The presentation of Quentin’s alternate evolution argument seems plausible, but not clearly more convincing than the more common version one might hear from risk-concerned folks. Training fixes model weights to some degree, after which you can do some weaker adjustments with things like fine-tuning, RLHF, and (in the behavioral sense, maybe) prompt-engineering. Our genes seem like the most meaningfully fixed thing about us, and those are ~entirely a product of our ancestors’ performance, which is heavily weighted toward the more stable pre-agricultural and pre-industrial human environments.

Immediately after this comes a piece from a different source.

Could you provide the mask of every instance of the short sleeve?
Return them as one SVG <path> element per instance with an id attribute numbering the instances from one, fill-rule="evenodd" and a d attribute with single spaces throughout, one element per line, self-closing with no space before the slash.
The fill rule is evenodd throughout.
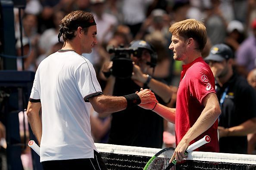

My basic response is that, while you can find reasons to believe that the golden retriever analogy is worse than the chimpanzee analogy, you can equally find reasons to think the chimpanzee analogy is worse, and there isn’t really a strong argument either way. For example, it’s not a major practice among researchers to selectively breed chimpanzees, as far as I can tell, whereas by contrast AIs are selected (by gradient descent) to exhibit positive behaviors. I think this is actually a huge weakness in the chimp analogy, since “selective breeding” looks way more similar to what we’re doing with AIs compared to the implicit image of plucking random animals from nature and putting them into our lives.
But again, I’m not really trying to say “just use a different analogy”. I think there’s a big problem if we use analogies selectively at all; and if we’re doing that, we should probably try to be way more rigorous.